In 2026, the question is no longer what happened. The real question is: are we able to anticipate rather than react?
This is exactly the role HR metrics should play today.
Before presenting the six key metrics, I want to take a moment to explain their origin. They come from three very concrete sources:
what we observe in current events,
what is happening in the world of human resources,
and above all, what organizations are experiencing on the ground.
Three major trends clearly emerge.
First, the growing impact of artificial intelligence on our ways of working. Next, the enormous pressure on productivity and the actual capacity of teams to maintain the pace. Finally, the persistent shortage of critical skills.
In addition to these trends, there are two undeniable realities: the central role of leadership in the success of transformations, and, in Quebec, the new obligations related to Law 27 regarding the prevention of psychosocial risks.
It is at the intersection of these issues that the HR metrics I propose take on their full meaning.
Skills Preparedness in the Age of AI
There’s no escaping it: artificial intelligence is already transforming our organizations. But the real question remains: are we ready?
The key metric here is the percentage of employees who possess the essential skills to evolve in an AI-driven environment.

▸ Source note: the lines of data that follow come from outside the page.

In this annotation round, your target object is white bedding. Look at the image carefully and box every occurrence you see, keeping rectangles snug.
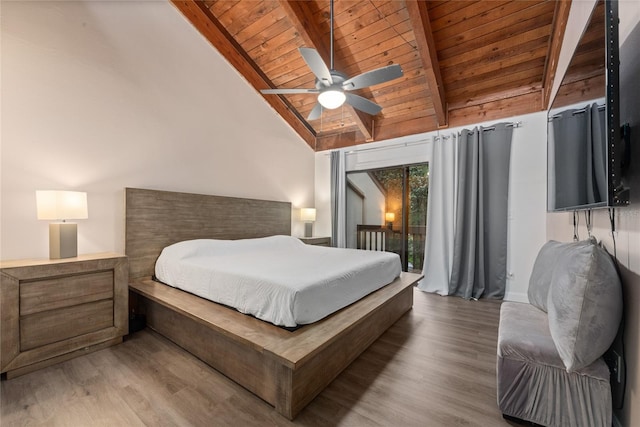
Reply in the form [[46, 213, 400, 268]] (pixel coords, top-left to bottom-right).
[[155, 236, 401, 327]]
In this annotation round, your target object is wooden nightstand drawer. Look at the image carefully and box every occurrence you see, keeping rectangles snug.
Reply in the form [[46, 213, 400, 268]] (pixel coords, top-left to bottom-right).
[[0, 253, 129, 379], [20, 270, 113, 316], [20, 299, 113, 351]]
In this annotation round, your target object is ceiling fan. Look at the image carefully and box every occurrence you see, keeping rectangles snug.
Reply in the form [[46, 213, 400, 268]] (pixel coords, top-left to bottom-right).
[[260, 0, 403, 120]]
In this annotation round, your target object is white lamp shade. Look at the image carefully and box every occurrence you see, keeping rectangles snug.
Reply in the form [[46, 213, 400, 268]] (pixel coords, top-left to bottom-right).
[[300, 208, 316, 221], [318, 89, 347, 110], [36, 190, 89, 220]]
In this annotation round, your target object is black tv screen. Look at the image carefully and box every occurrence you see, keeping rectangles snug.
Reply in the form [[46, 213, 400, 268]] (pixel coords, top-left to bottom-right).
[[547, 0, 629, 212]]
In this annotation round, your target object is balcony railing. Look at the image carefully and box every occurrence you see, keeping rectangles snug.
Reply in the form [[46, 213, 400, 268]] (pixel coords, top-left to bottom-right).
[[356, 224, 426, 271]]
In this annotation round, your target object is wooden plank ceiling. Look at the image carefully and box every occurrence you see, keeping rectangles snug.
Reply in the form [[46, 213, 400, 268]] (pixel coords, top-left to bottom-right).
[[172, 0, 569, 150]]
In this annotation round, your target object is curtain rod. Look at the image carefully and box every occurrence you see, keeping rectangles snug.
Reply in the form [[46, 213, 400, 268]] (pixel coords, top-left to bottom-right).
[[345, 138, 429, 154], [547, 104, 607, 118], [332, 122, 522, 156]]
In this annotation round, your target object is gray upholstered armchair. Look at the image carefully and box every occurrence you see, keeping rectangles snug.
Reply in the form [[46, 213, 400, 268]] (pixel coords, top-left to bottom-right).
[[497, 241, 622, 427]]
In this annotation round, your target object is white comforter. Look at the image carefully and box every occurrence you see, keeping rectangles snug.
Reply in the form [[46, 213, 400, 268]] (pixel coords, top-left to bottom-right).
[[155, 236, 401, 327]]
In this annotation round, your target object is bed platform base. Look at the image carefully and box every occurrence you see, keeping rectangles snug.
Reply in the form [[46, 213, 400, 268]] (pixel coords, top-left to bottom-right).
[[129, 273, 421, 419]]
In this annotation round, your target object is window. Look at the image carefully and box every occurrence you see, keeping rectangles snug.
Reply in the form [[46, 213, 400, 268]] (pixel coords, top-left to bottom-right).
[[346, 163, 429, 271]]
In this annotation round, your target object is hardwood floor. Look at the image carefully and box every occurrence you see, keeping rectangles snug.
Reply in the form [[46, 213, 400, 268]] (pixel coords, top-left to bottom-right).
[[0, 290, 512, 427]]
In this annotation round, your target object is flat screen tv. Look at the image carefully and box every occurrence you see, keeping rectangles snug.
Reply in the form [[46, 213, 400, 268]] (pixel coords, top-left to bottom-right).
[[547, 0, 629, 212]]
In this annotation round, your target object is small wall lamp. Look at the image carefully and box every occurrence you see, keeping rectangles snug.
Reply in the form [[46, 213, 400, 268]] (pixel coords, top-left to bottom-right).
[[36, 190, 89, 259], [300, 208, 316, 237]]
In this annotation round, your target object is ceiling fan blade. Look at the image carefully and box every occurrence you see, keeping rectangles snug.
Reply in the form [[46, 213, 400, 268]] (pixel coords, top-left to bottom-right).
[[260, 88, 320, 94], [342, 64, 403, 90], [307, 102, 322, 120], [298, 47, 333, 87], [345, 93, 382, 116]]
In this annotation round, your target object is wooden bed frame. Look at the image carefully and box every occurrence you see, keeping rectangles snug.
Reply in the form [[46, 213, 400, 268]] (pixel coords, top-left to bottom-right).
[[125, 188, 421, 419]]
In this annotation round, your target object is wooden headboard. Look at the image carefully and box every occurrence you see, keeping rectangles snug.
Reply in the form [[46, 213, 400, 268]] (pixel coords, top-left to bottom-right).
[[125, 188, 291, 279]]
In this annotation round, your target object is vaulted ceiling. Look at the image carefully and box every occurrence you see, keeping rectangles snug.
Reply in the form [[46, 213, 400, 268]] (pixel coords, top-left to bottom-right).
[[172, 0, 570, 151]]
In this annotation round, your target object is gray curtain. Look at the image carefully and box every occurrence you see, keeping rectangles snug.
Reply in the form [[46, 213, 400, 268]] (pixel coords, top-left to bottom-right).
[[449, 123, 513, 299], [549, 104, 607, 209], [331, 151, 346, 248]]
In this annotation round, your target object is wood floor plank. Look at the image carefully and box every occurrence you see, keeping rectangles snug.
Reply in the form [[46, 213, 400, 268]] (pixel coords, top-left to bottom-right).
[[0, 290, 514, 427]]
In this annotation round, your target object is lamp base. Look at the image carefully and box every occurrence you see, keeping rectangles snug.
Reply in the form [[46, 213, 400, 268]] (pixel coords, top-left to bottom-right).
[[49, 222, 78, 259]]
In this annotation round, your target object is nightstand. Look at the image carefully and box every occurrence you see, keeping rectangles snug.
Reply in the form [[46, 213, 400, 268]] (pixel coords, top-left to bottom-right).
[[298, 237, 331, 246], [0, 253, 129, 378]]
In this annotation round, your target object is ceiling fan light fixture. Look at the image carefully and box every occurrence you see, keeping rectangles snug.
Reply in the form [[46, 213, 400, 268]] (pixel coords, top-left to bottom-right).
[[318, 89, 347, 110]]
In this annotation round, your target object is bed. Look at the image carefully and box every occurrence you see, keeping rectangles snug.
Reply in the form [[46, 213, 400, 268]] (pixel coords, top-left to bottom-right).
[[125, 188, 421, 419]]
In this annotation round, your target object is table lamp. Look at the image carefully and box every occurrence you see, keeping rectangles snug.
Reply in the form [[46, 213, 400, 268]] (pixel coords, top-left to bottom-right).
[[384, 212, 396, 229], [36, 190, 89, 259], [300, 208, 316, 237]]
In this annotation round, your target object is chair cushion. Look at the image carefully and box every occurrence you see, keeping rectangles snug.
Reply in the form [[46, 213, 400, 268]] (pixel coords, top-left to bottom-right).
[[547, 243, 622, 372]]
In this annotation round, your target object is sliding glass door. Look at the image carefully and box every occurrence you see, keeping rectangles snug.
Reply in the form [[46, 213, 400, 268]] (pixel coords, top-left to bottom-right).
[[346, 163, 429, 271]]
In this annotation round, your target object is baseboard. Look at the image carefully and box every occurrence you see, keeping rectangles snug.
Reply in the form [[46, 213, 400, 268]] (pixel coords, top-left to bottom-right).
[[503, 291, 529, 303], [611, 414, 622, 427]]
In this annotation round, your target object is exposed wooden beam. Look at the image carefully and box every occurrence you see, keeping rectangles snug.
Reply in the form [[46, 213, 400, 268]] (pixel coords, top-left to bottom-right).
[[542, 0, 571, 110], [405, 0, 448, 127], [171, 0, 316, 150], [280, 0, 373, 142]]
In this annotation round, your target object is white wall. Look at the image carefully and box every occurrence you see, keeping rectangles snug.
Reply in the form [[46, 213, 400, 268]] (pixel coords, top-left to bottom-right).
[[315, 112, 547, 301], [0, 1, 314, 259]]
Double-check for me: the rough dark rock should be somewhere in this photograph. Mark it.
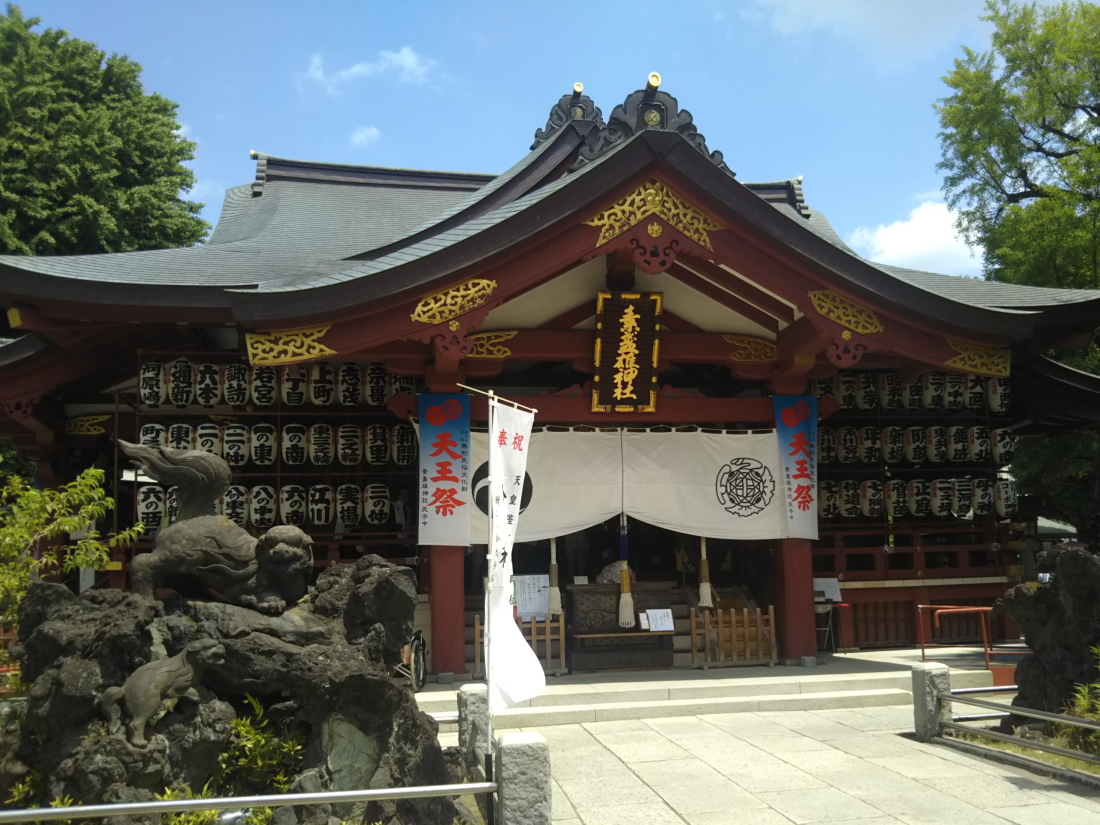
[19,582,161,684]
[993,548,1100,724]
[154,691,237,791]
[314,554,416,664]
[8,448,446,825]
[9,559,446,825]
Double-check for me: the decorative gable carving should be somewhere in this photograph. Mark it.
[531,84,604,150]
[573,86,734,175]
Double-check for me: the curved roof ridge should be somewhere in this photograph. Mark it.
[351,128,589,259]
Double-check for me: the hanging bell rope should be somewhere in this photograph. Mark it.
[699,536,714,607]
[550,538,562,616]
[619,513,636,627]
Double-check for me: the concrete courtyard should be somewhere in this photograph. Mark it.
[528,705,1100,825]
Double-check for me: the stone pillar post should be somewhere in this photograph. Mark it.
[459,684,488,770]
[913,662,952,741]
[776,539,817,664]
[495,730,551,825]
[431,546,466,673]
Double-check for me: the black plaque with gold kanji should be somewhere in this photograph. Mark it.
[592,293,662,413]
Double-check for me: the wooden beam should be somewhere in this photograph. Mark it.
[682,255,794,323]
[661,307,703,332]
[669,264,779,332]
[389,387,838,427]
[539,300,596,329]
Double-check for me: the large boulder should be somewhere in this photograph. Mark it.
[993,548,1100,722]
[315,556,417,664]
[8,557,454,825]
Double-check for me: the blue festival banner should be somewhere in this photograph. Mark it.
[417,394,473,547]
[772,395,817,539]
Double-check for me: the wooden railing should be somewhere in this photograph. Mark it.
[473,613,569,679]
[691,605,779,670]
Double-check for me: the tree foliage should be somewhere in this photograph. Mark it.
[0,469,142,623]
[936,0,1100,288]
[0,4,209,255]
[936,0,1100,540]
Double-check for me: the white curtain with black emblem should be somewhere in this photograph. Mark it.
[470,431,789,545]
[623,432,788,540]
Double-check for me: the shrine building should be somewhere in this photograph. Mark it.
[0,74,1100,674]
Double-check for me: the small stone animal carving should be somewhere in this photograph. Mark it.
[234,525,314,615]
[119,440,314,614]
[99,639,226,748]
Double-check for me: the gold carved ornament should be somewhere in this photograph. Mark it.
[944,338,1012,378]
[584,178,723,250]
[246,327,338,366]
[65,416,110,436]
[409,278,496,323]
[723,336,777,362]
[810,289,883,340]
[466,331,519,359]
[592,293,664,413]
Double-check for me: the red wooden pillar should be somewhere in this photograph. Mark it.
[776,539,817,662]
[431,545,466,673]
[833,603,856,650]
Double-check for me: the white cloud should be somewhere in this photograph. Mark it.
[847,201,981,276]
[304,46,436,95]
[746,0,988,66]
[351,127,382,149]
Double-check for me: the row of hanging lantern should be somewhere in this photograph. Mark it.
[817,425,1016,466]
[810,372,1011,415]
[138,484,394,535]
[817,479,1016,518]
[140,421,417,466]
[138,359,417,409]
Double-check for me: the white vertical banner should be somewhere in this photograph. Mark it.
[485,396,546,713]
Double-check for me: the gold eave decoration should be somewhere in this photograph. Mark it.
[584,178,723,250]
[466,331,519,359]
[245,325,339,366]
[810,289,883,336]
[723,336,777,363]
[409,278,496,325]
[65,415,110,436]
[944,338,1012,378]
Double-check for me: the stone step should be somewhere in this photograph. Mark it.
[493,689,913,729]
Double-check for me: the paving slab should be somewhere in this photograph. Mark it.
[657,778,767,822]
[757,788,882,824]
[990,802,1098,825]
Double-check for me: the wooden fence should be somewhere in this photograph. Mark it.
[473,613,569,679]
[691,605,779,670]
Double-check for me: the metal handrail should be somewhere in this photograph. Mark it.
[0,782,498,823]
[939,722,1100,765]
[952,684,1020,696]
[936,691,1100,734]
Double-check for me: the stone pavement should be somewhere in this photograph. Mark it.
[525,705,1100,825]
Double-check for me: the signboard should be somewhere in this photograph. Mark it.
[646,607,677,631]
[592,293,662,413]
[417,394,473,547]
[772,395,817,539]
[512,573,550,622]
[486,397,549,713]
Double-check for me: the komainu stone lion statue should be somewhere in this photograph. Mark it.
[119,440,314,614]
[99,639,226,748]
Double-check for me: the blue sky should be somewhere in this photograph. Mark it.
[21,0,1007,274]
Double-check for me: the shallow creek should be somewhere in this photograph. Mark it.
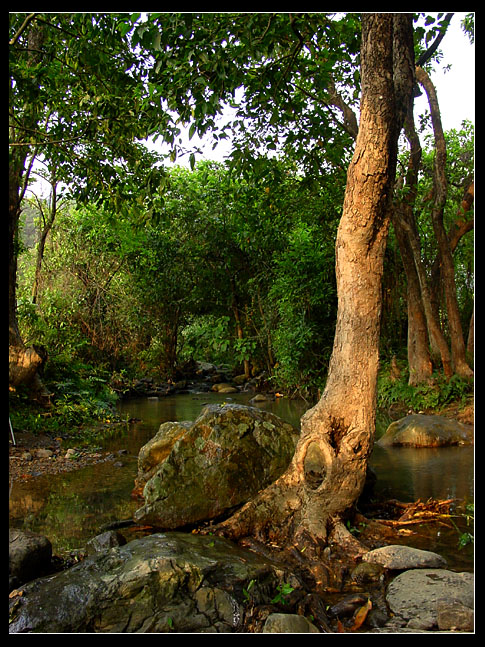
[10,393,474,570]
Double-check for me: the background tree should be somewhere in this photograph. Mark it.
[9,13,163,394]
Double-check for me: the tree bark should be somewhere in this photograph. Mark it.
[416,67,473,378]
[207,14,414,555]
[393,215,433,386]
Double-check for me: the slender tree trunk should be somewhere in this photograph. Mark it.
[32,179,57,303]
[210,13,414,555]
[416,67,473,378]
[393,211,433,386]
[393,112,453,377]
[466,306,475,360]
[8,23,48,394]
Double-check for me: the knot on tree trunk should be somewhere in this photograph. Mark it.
[303,442,327,490]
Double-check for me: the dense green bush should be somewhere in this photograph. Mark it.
[377,363,473,411]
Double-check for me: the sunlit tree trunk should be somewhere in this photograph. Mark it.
[210,13,414,554]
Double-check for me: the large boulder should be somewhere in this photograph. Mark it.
[377,413,473,447]
[135,404,298,529]
[9,532,283,633]
[386,568,474,630]
[8,528,52,590]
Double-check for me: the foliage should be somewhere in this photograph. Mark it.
[9,362,118,436]
[10,13,473,406]
[377,363,473,411]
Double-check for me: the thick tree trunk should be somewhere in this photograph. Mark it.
[211,14,414,554]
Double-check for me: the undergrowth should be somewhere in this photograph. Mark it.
[377,363,473,411]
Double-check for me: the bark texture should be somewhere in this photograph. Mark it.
[206,14,414,555]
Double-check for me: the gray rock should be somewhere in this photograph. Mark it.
[135,404,298,530]
[362,544,447,571]
[377,413,473,447]
[8,528,52,590]
[263,613,320,634]
[9,532,282,633]
[86,530,126,555]
[436,598,474,632]
[386,569,474,630]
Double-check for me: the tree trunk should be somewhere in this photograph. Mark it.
[416,67,473,378]
[8,20,48,400]
[211,14,414,555]
[466,306,475,361]
[32,177,57,303]
[393,215,433,386]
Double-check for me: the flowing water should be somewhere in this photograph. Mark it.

This includes both digital skills — data understanding, AI basics, technological fluency — and human skills: critical thinking, communication, adaptability, and learning ability.
A low level of preparedness is not just an HR issue. It is a strategic risk for the organization.
For organizations that do not yet have a complete skills mapping, a simpler metric can serve as a starting point: the percentage of employees who have completed at least one AI-related or digital training in the last year.
Sustainable Productivity and Chronic Overload
We talk a lot about performance and productivity. But an essential question is often forgotten: can teams sustain this pace in the long term?
The key metric here is the percentage of teams experiencing chronic overload.
Chronic overload is not a temporary peak. It’s a pressure that sets in… and lasts.
This is a composite metric based on several signals observed per team: overtime, absenteeism, engagement, turnover, and performance.
Each signal exceeding a predefined threshold is counted. When two or three signals are present simultaneously, the team is considered at risk.
Why is this critical? Because chronic overload is a major human risk: fatigue, psychological distress, errors, avoidable turnover.
To start more simply, a good fallback metric is to track: the proportion of teams exceeding an overtime threshold.
Internal Mobility and Securing Critical Skills
In a context of scarcity, recruiting is no longer enough. Certain skills remain difficult to find — and even more difficult to replace.
The most resilient organizations are those that develop their talent internally and focus on mobility rather than the external market.
The main metric here is the percentage of key positions filled internally. A high rate demonstrates a real ability to develop talent and secure critical skills.
For a simpler approach, one can track: the percentage of critical positions for which at least one successor is identified.
This metric allows for quick identification of vulnerability areas where an unexpected departure could have a major impact.
The Cost of Key Talent Turnover
Not all departures are equal.
Losing a key talent is not just replacing a position. It’s losing knowledge, experience, continuity — sometimes even clients or strategic projects.
The key metric here is the cost of key talent turnover, expressed as a percentage of the payroll.
Why is it so powerful? Because it translates an HR issue into financial language. And when we speak in dollars, decisions become much more concrete.
For a simpler version, one can track the turnover rate of key talent. Even without quantifying costs, this metric already helps identify areas where departures are most damaging.
And when we closely analyze the most costly departures, one observation often recurs: it’s not always conditions or salary that make the difference, but the relationship with the manager and trust in leadership.
Trust in Leadership
Transformations don’t fail because of tools. They fail when teams don’t buy in.
At the heart of this mobilization is proximity leadership.
The key metric here is the manager trust score. It assesses whether employees trust their manager, feel supported, and understand the decisions made.
A low score is rarely insignificant. It often constitutes an early signal of disengagement, resistance to change, or organizational fatigue.
This metric can be measured very simply in a survey, or even by a single question:
“I trust my manager to support me through the changes affecting us.”
Simple, quick… and extremely revealing.
Managing Psychosocial Risks
This metric is particularly relevant in Quebec.
The key metric is the percentage of teams presenting a high psychosocial risk, in direct coherence with the spirit of Law 27: prevent rather than react.
This is not an isolated signal, but converging signals: persistent overload, deteriorated climate, recurring conflicts, psychological distress.
When two or more signals are present, the team is considered at risk.
The goal is never to point fingers at individuals, but to identify early the teams that need support — before the situation leads to absenteeism, turnover, or disabilities.
For a simpler approach, an excellent starting point is the team work climate score, measured with one or two questions, for example:
“The atmosphere in my team is respectful and collaborative.”
HR metrics are not just a compliance exercise. They are warning signals.
Signals of capacity, risks… and potential.
They allow action before burnout, before costly departures, before transformations derail.
No matter where you start, the key is to measure what truly matters to your teams.
Because in 2026, organizational performance will first and foremost depend on human performance.
What we choose to measure today determines what we will be able to protect tomorrow.